I bet those four people love that the moderator took a couple notes and then asked ChatGPT to write a blog post.

As always, the number one tell of LLM output, besides the tone, is that by default it will never include links in the body of the post.

stingraycharles

3 months ago

3 replies

Yeah, “here’s the reality check:”, “not because they’re flashy, but because they’re blah blah”.

Why can’t anyone be bothered anymore to write actual content, especially when writing about AI, where your whole audience is probably already exposed to these patterns in content day in, day out?

It comes off as so cheap.

mccoyb

3 months ago

4 replies

It comes off as someone who lives their life according to quantity, not quality.

The real insight: have some fucking pride in what you make, be it a blog post, or a piece of software.

palmotea

3 months ago

2 replies

> The real insight: have some fucking pride in what you make, be it a blog post, or a piece of software.

The businessmen's job will be complete when they've totally eliminated all pride from work.

philipallstar

3 months ago

3 replies

This same instinct is why a pencil costs almost nothing and is perfect, and isn't rubbish, really expensive, and created by someone who took pride in their work.

soks86

3 months ago

1 reply

I hope you don't take pride in that sentence because I'm still not sure what it means.

Also, automation and pride can go hand in hand.
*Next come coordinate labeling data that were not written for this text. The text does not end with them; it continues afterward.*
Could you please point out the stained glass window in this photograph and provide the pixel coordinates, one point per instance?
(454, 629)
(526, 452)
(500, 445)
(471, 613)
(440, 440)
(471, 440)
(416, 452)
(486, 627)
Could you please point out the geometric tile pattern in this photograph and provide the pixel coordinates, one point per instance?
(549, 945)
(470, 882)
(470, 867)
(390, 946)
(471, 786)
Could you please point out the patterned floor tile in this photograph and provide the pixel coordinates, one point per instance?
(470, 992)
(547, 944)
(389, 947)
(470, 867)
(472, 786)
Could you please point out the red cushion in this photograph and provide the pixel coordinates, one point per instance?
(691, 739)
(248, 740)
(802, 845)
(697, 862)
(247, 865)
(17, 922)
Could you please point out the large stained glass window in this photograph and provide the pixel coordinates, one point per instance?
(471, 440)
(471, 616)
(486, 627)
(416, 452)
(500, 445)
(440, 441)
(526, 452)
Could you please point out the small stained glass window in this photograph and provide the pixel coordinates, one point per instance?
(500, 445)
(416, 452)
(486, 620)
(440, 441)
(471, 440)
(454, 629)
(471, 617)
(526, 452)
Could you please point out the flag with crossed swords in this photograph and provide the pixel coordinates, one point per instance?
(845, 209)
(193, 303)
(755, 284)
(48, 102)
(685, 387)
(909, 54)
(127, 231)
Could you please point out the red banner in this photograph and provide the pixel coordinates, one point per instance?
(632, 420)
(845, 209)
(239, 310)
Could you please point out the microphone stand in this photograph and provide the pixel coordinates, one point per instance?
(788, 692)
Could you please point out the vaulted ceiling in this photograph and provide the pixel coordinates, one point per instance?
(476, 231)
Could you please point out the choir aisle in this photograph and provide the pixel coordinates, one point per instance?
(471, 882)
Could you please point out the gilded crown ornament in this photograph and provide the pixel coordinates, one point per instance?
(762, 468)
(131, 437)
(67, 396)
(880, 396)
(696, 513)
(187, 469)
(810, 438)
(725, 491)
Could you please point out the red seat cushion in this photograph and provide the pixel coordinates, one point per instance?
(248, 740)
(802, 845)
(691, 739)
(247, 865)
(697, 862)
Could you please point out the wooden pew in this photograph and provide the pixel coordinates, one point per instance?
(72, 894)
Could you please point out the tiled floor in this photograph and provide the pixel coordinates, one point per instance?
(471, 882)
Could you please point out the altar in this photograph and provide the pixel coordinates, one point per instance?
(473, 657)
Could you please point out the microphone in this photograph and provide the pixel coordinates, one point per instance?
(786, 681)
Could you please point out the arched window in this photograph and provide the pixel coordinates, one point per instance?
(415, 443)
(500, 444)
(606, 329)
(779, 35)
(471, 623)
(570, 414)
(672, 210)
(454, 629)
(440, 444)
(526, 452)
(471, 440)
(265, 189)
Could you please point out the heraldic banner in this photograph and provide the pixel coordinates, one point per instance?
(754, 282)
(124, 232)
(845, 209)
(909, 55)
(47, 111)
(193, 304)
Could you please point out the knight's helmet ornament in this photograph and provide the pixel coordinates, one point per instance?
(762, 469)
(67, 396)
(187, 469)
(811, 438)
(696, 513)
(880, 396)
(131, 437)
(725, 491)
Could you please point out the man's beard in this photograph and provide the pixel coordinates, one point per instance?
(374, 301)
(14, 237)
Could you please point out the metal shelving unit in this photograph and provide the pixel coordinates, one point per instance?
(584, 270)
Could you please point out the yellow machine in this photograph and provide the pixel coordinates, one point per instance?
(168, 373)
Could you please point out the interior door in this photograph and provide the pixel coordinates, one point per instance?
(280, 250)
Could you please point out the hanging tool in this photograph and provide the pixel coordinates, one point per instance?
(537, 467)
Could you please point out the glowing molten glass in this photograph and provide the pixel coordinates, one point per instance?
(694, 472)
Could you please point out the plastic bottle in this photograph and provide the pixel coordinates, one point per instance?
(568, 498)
Pride doesn't mean "make it by hand," that would be silly.

philipallstar

3 months ago

1 reply

To put it another way: an apocryphal businessman took something that people took pride in and gradually optimised everything so much that all the logging, transportation, graphite work and combination resulted in a perfect pencil that costs basically nothing almost anywhere in the world.

gf000

3 months ago

1 reply

Pencils here are a bit like grains. The market works for them because they fall into such a niche that economic "laws" works there.

But it's a fallacy to apply it elsewhere and there are millions of examples where the free market failed to optimize a product.

philipallstar

3 months ago

I don't agree. Loads of things are like this. Cars, microchips, hard drive storage, monitors, TVs, laptops. All either much better than they used to be, or much cheaper, or both.

palmotea

3 months ago

1 reply

> This same instinct is why a pencil costs almost nothing and is perfect, and isn't rubbish, really expensive, and created by someone who took pride in their work.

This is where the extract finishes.